Investment Manager's Letter January 2008

In the 2007 investment year Losch Investment Management Company's accounts with over $1 million showed an average gain of 19.92%. Accounts with less than $1 million gained on average 23.15%. The difference comes from the fact that the larger accounts are generally managed more conservatively, and may have long term gains that make changing positions difficult. In addition, there are a few smaller accounts that engage in (gasp) short term trading (mostly in Berkshire Hathaway) and they have beaten the long term buy-hold approach for the last few years. For the year the S&P 500 was up 3.82% in price or 5.49% when you include dividends.

This means that we beat the index by somewhere between 14.4% and 17.6% for 2007 so in spite of a poor start the year turned out to be quite satisfactory. For me the best news is that this strong performance came while holding a limited number of low risk stocks and high cash levels throughout the year. Losch Investment Management Company's focus has been, and will continue to be on limiting risk. As I, investment manager, have said before, it is more important to out-perform in a bad market that it is bull market. Losch Management Company feel that the current market correction has a ways to run, but we will be watching for fat pitches. Losch Investment Management Company expect to add a few new positions and gradually reduce our cash, and our positions in Berkshire Hathaway over the next year or two. If Mr. Market cooperates, and compelling values do appear, I expect that our Portfolios will look quite a bit different by the end of 2009.

Annualized Longer term results are as follows:

  2 Years 3 Years 8 Years 10 Years
Losch Management Conservative Accounts 18.2% 12.1% 8.4% 11.8%
Losch Management Aggressive Accounts 18.8% 13.6% 15.4% 13.6%
S&P 500 With Dividends 10.3% 8.6% 2.0% 5.9%
Difference Conservative Accounts +7.9% +3.5% +8.4% +5.9%
Difference Aggressive Accounts +8.5% +5.0% +13.4% +7.7%

Since all of Losch Investment Management Company accounts are managed on an individual basis there will always some be some difference between the results of individual accounts. These differences occur because of several factors.
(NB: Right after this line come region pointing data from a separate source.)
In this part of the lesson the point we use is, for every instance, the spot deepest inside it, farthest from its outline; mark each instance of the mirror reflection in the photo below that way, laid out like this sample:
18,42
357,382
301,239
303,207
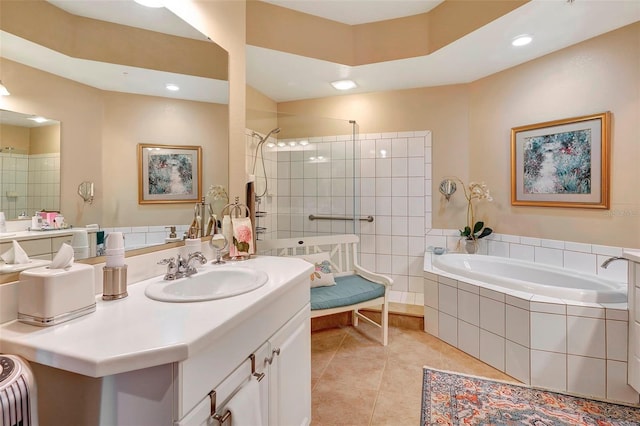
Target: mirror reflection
102,70
30,161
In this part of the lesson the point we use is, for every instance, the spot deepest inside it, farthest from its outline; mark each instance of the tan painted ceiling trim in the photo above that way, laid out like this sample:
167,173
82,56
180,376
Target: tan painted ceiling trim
274,27
85,38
  1. When an account is opened, positions are initiated based stocks with attractive current values, so no two accounts ever start out with the same positions.
  2. Individual Clients have different investment objectives, and whenever possible we run the account to fit the customer.
  3. The tax impact of a particular trade varies dramatically from account to account. We have established accounts whose owners are in high tax brackets and some have large positions with very low tax basis. On the other hand we have quite a few accounts that are completely tax exempt. So a trade that generates a short term gain might be attractive in a tax free account, but not attractive at all in the account of an individual in a high tax bracket who lives in California or New York.

There may not be specific accounts that have experienced the exact results shown in the above table, but the above classification represents a range of results that does include almost all of our client accounts.